The Digital Life, Houston We Have a Problem,  057 20/10/07


Positive Identification

At our Local History Society we hold a large collection of digital photographs taken by members of local community organisations. I would like to be able to identify the individual members on the photos by displaying the relevant name on command. Is there a technique or piece if software available to achieve this?

John Turner, by email   


This option is available in Windows and you may have noticed that an information box or ‘Folder Tip’ appears when you hover the mouse pointer over a file icon. You can change or add to what is in the box simply by right-clicking on the file and selecting Properties from the drop-down menu. On the General tab make sure that ‘Read Only’ is unchecked, then select the Summary tab and fill out the blank Title, Subject and Comments boxes as necessary.


When Windows Explorer is in the Details view you can display various other pieces of information that may be embedded in a photograph, such as when it was taken, the model of camera and so on. To do that right-click on the column header bar in the right hand pane and select the items you wish to be shown from the drop-down menu.



Spirited Away

People swear they have sent me emails but I cannot find them in any of my email folders. Are there digital djinns out there stopping around one in three of my messages from getting through?

Grant Cumming, by email


Comparatively few emails just vanish into the ether, most ‘lost’ emails are zapped by over-zealous ISPs who identify them as Spam or delete them because they contain viruses or malware. This can happen if the message originates from an ISP or ‘domain’ that your ISP considers is responsible for sending large volumes of Spam messages. Alternatively the messages may contain keywords or phrases that are commonly used by spammers. If you know the senders are all using the same ISP(s) contact your ISP’s support, who should be able to tell you why those emails are being blocked.  


Debug Madness

My Windows XP computer has developed a consistent and irritating fault when I access the Internet. The following error message appears on almost every web page: ‘A runtime Error has occurred. Do you wish to Debug’. If I click OK and ask it to go ahead and debug, it doesn't get much further. Please help as it is driving me mad!

Catherine Bull, Leicester


This sometimes happens after you install Microsoft Office -- don’t ask me why -- but don’t worry, it’s easy enough to sort out. Open Internet Explorer and go to Tools > Internet Options and select the Advanced tab. Scroll down the list to ‘Browsing’ and check the items ‘Disable Script Debugging (Internet Explorer)’ and ‘Disable Script Debugging (other)’ then uncheck ‘Display notification about every script error’, which should be next on the list. Click OK and that should be the last you’ll see of it.



Wide of the Mark

I treated myself to a new computer recently, equipped with Vista Home Premium and it seemed to make sense to go for a widescreen monitor. However, this stretches my photographs when I wish to view them. Is there a simple way I can alter the aspect ratio of my monitor to 4:3 when viewing my photos, so that they do not appear distorted?

Mick Thurman, by email


You shouldn’t have to fiddle with the screen settings; it sounds to me as though your PC’s video resolution needs adjusting.
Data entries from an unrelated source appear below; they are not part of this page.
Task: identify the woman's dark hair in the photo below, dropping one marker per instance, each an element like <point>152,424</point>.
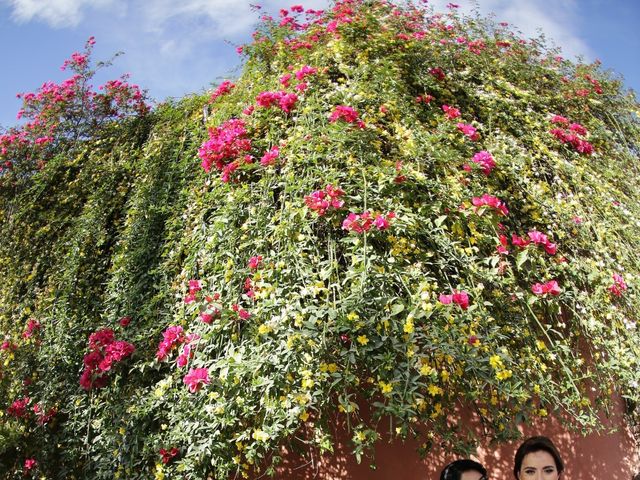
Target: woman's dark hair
<point>454,470</point>
<point>536,444</point>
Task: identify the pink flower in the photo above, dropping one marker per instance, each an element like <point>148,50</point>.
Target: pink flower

Right-click anywhere on the desktop and select Personalise > Display Settings (Properties > Settings in XP) then using the ‘Resolution’ slider change it to one of the following: 2560 x 1600, 1920 x 1200, 1680 x 1050, 1440 x 900, 1280 x 800, 1024 x 640 or 800 x 500. Not all of those options will be available and on 17 and 19-inch displays the usual setting is 1280 x 800 or 1440 x 900. Incidentally, the screen icon on the Display Settings dialogue box changes shape to show if it is a widescreen or 4:3 setting. Click OK and if for some reason the picture disappears do not panic, do nothing and it reverts to its former setting after 15 seconds. If you are happy with the new setting click OK and exit the dialogue boxes.



Quality Savings

I understand that photos in JPEG format lose a little definition each time they are saved but does this loss only apply if they are further edited before each save? Does Copy and Paste also have this effect?

Brian Jenner, Royston


It depends, some image editing programs compress a JPEG file each time it is saved, others are smart enough to only do it when you close the file or change the name. You should be able to tell which type you are using by opening and saving an image a few times, making a note of the file size each time. This doesn’t happen when you Copy and Paste images as you are moving, rather than saving the file.